Faraday rotation

The electromagnetic force acting on an electron is given by

$${\bfm f} = -e\,({\bfm E} + {\bfm v}\wedge{\bfm B}).$$ (668)

If the ${\bfm E}$ and ${\bfm B}$ fields in question are due to an electromagnetic wave propagating through a dielectric medium then

$$\vert B\vert = \frac{n}{c}\, \vert E\vert.$$ (669)
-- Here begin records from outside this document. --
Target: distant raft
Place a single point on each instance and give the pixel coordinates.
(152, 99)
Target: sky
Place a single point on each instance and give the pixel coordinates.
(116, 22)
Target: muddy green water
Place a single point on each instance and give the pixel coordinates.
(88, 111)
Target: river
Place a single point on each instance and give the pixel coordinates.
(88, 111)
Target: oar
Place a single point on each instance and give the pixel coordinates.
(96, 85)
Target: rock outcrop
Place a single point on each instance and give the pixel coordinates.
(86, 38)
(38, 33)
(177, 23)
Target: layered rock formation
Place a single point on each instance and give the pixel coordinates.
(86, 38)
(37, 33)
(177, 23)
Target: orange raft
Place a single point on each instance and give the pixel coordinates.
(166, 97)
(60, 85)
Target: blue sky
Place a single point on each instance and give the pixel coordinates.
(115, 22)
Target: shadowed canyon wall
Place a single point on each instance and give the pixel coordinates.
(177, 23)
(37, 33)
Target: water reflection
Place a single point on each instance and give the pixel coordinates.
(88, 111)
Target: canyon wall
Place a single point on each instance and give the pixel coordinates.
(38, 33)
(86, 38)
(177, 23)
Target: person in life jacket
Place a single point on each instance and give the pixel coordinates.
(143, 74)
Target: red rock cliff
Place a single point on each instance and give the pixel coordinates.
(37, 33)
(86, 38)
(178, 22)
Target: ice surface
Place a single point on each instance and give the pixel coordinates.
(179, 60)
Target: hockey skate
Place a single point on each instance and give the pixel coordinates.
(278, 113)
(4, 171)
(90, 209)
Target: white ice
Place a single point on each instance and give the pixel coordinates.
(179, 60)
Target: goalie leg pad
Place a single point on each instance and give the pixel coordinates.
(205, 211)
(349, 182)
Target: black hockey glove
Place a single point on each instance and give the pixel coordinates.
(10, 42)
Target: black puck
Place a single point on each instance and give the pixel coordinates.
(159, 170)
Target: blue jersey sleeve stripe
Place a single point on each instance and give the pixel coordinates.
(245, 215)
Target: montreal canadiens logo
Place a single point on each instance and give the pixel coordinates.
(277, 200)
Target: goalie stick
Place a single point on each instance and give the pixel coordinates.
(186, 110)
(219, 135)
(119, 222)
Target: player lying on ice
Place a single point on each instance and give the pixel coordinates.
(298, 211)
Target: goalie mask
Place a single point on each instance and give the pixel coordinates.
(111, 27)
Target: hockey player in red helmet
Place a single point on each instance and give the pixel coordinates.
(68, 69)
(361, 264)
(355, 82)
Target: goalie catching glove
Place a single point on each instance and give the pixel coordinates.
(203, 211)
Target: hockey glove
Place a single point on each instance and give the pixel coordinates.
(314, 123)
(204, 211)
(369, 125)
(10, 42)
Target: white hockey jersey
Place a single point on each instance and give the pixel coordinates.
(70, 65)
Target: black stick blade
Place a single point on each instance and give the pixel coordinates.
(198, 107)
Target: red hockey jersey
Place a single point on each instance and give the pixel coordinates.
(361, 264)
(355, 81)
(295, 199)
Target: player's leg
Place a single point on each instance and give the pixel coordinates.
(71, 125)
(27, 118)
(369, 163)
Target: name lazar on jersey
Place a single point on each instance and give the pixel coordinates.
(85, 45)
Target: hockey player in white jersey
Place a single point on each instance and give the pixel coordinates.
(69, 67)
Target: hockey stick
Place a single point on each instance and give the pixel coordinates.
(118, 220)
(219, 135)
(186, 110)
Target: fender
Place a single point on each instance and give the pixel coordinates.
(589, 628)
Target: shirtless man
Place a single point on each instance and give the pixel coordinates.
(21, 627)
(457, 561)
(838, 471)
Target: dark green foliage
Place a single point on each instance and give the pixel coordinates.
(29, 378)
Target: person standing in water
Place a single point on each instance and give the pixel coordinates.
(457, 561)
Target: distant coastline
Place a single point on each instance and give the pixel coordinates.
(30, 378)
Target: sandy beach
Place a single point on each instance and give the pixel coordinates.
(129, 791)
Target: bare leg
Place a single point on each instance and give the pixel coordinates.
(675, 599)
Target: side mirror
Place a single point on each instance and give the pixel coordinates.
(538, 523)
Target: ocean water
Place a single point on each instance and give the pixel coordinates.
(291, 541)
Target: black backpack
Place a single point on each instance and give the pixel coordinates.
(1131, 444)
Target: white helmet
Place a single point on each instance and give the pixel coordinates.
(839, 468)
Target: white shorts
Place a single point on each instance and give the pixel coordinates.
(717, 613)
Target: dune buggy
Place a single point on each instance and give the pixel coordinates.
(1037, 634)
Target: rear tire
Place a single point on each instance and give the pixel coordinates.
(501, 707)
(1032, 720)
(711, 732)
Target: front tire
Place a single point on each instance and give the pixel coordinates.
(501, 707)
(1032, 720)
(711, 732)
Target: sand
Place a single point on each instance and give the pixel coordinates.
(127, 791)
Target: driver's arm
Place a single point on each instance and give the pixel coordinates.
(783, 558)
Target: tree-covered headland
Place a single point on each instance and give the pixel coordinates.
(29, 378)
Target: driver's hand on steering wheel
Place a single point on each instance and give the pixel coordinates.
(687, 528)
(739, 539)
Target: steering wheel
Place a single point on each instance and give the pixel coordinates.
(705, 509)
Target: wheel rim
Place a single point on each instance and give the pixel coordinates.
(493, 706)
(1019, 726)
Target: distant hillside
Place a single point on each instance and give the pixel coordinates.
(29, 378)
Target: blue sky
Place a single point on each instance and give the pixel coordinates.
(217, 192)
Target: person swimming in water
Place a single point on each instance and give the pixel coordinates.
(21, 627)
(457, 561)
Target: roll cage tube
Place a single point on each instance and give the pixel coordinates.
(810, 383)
It follows that the ratio of the magnetic to the electric forces acting on the electron is $n\, v/c$. In other words, the magnetic force is completely negligible unless the wave amplitude is sufficiently high that the electron moves relativistically in response to the wave. This state of affairs is rare, but can occur when intense laser beams are made to propagate through plasmas.

Suppose, however, that the dielectric medium contains an externally generated magnetic field ${\bfm B}$. This can easily be made much stronger than the optical magnetic field. In this case, it is possible for a magnetic field to affect the propagation of low amplitude electromagnetic waves. The electron equation of motion (4.11) generalizes to

$$m\,\ddot{\bfm s} +f\,{\bfm s} = - e({\bfm E} + \dot{\bfm s}\wedge{\bfm B}),$$ (670)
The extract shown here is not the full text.